You can use the | character to match one or another sequence of characters:

SELECT 
  'Tweet' REGEXP 'Tw|et' AS "Tweet",
  'For Let' REGEXP 'Tw|et' AS "For Let",
  'Banana' REGEXP 'Tw|et' AS "Banana";

Result:

+-------+---------+--------+
| Tweet | For Let | Banana |
+-------+---------+--------+
|     1 |       1 |      0 |
+-------+---------+--------+

Here’s another example where I search for whole words:

SELECT 
  'Cat' REGEXP 'Cat|Dog' AS "Cat",
  'Dog' REGEXP 'Cat|Dog' AS "Dog",
  'Doggone' REGEXP 'Cat|Dog' AS "Doggone",
  'Banana' REGEXP 'Cat|Dog' AS "Banana";

Result:

+-----+-----+---------+--------+
| Cat | Dog | Doggone | Banana |
+-----+-----+---------+--------+
|   1 |   1 |       1 |      0 |
+-----+-----+---------+--------+

We still get a match even when our regular expression matches only part of the the string.

Match Zero or More Instances of a Sequence

You can use brackets along with the asterisk ()* to specify zero or more instances of a sequence:

SELECT 
  'Banana' REGEXP '(an)*' AS "Banana",
  'Land' REGEXP '(an)*' AS "Land",
  'Cheese' REGEXP '(an)*' AS "Cheese";

Result:

+--------+------+--------+
| Banana | Land | Cheese |
+--------+------+--------+
|      1 |    1 |      1 |
+--------+------+--------+

Another example:

SELECT 
  'Banana' REGEXP '^B(an)*d$' AS "Banana",
  'Band' REGEXP '^B(an)*d$' AS "Band",
  'Bald' REGEXP '^B(an)*d$' AS "Bald",
  'Bad' REGEXP '^B(an)*d$' AS "Bad";

Result:

+--------+------+------+-----+
| Banana | Band | Bald | Bad |
+--------+------+------+-----+
|      0 |    1 |    0 |   0 |
+--------+------+------+-----+

Repetition

As seen in a previous example, you can use curly brackets to specify repetition.

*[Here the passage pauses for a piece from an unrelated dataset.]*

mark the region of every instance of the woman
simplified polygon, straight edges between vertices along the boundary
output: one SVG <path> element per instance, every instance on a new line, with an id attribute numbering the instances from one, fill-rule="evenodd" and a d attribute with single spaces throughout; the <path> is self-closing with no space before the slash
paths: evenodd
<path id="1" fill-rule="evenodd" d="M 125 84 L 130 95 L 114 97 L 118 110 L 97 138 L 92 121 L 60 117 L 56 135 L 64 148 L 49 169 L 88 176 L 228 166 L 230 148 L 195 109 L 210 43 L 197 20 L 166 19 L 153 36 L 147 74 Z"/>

This notation provides a more general way of writing regular expressions than some of the previous examples:

SELECT 
  'Tweeet' REGEXP 'e{3}' AS "Tweeet",
  'Tweet' REGEXP 'e{3}' AS "Tweet";

Result:

+--------+-------+
| Tweeet | Tweet |
+--------+-------+
|      1 |     0 |
+--------+-------+

Range

You can use the hyphen character to specify a range. Here’s an example that specifies a range of numbers:

SELECT 
  'Tweet 123' REGEXP '[0-9]' AS "Tweet 123",
  'Tweet ABC' REGEXP '[0-9]' AS "Tweet ABC";

Result:

+--------+-------+
| Tweeet | Tweet |
+--------+-------+
|      1 |     0 |
+--------+-------+

And the following example specifies a range of letters:

SELECT 
  'Tweet 123' REGEXP '[A-Z]' AS "Tweet 123",
  'ABC' REGEXP '[A-Z]' AS "ABC",
  '123' REGEXP '[A-Z]' AS "123";

Result:

+-----------+-----+-----+
| Tweet 123 | ABC | 123 |
+-----------+-----+-----+
|         1 |   1 |   0 |
+-----------+-----+-----+

Here’s what happens if we limit the range of numbers:

SELECT 
  '123' REGEXP '[1-3]' AS "123",
  '012' REGEXP '[1-3]' AS "012",
  '045' REGEXP '[1-3]' AS "045";

Result:

+-----+-----+-----+
| 123 | 012 | 045 |
+-----+-----+-----+
|   1 |   1 |   0 |
+-----+-----+-----+

Not Within a Range

We can use the ^ character to modify the previous example so that the specified range of characters are excluded:

SELECT 
  '123' REGEXP '[^1-3]' AS "123",
  '012' REGEXP '[^1-3]' AS "012",
  '045' REGEXP '[^1-3]' AS "045";

Result:

+-----+-----+-----+
| 123 | 012 | 045 |
+-----+-----+-----+
|   0 |   1 |   1 |
+-----+-----+-----+

In this case we get the opposite result to the previous example.

Null Values

If either the expression or the pattern is null, the result is null:

SELECT 
  null REGEXP 'Corn' AS "Corn",
  'Acorn' REGEXP null AS "Acorn",
  null REGEXP null AS "Corner";

Result:

+------+-------+--------+
| Corn | Acorn | Corner |
+------+-------+--------+
| NULL |  NULL |   NULL |
+------+-------+--------+